やっぱり大学生はパワーとスピードが違いますね。

移民で苦労して、現在は6世くらいになっているそうです。憧れの日本の野球。お手本になるような内容を見せて欲しいですね。
上田の慎坊
こんばんは
まっくろくろすけ様

移民の方々のご苦労は「バンクーバーの朝日」でも観ました。
ブラジルをはじめ、あの当時の日本人だから耐えられた人がいたのではないでしょうか。

日本のU18、大学選抜に「頑張って来い!」の洗礼を受けましたが、なにクソ見てろよくらいの気持ちで世界と戦って見せてください。

さぁ頑張れ!
まっくろくろすけ
eco坊主さん、こんばんは。
猪木師匠の話で行くか、悩みましたが移民約100年ということで歴史を振り返ってみました。

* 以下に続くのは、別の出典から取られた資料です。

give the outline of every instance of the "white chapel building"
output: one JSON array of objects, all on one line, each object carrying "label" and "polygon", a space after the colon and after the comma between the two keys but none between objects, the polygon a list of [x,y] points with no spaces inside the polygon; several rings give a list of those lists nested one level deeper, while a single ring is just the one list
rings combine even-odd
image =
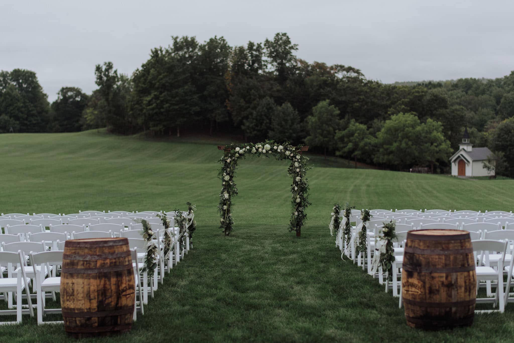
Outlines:
[{"label": "white chapel building", "polygon": [[487,159],[492,153],[487,148],[473,148],[469,142],[468,129],[464,130],[462,143],[458,145],[458,150],[450,158],[451,162],[451,174],[455,176],[488,176],[490,174],[482,166],[482,162]]}]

ブラジル野球も強くなると思います(根拠はありませんが)。
元々身体能力が高いところへ来て、日系人も多いのと、日本との交流も深いですしね。

甲子園を沸かした選手たちが、世界を相手にどこまでやるか楽しみですね。
eco坊主
おはようございます。

移民が再開された3年後1956年に猪木寛至少年が渡り
4年間コーヒー畑で足腰を強化し砲丸投げで優勝し力道山のスカウトにあったのでした。

ってその話ではなくU-18大会ですね!
数年したらブラジルも野球強国になるのではないでしょうか!?
バレーボールもそんなに歴史はないはずだけど昨今は強いですし。

清宮・小笠原・佐藤・オコエ等の活躍期待ですね!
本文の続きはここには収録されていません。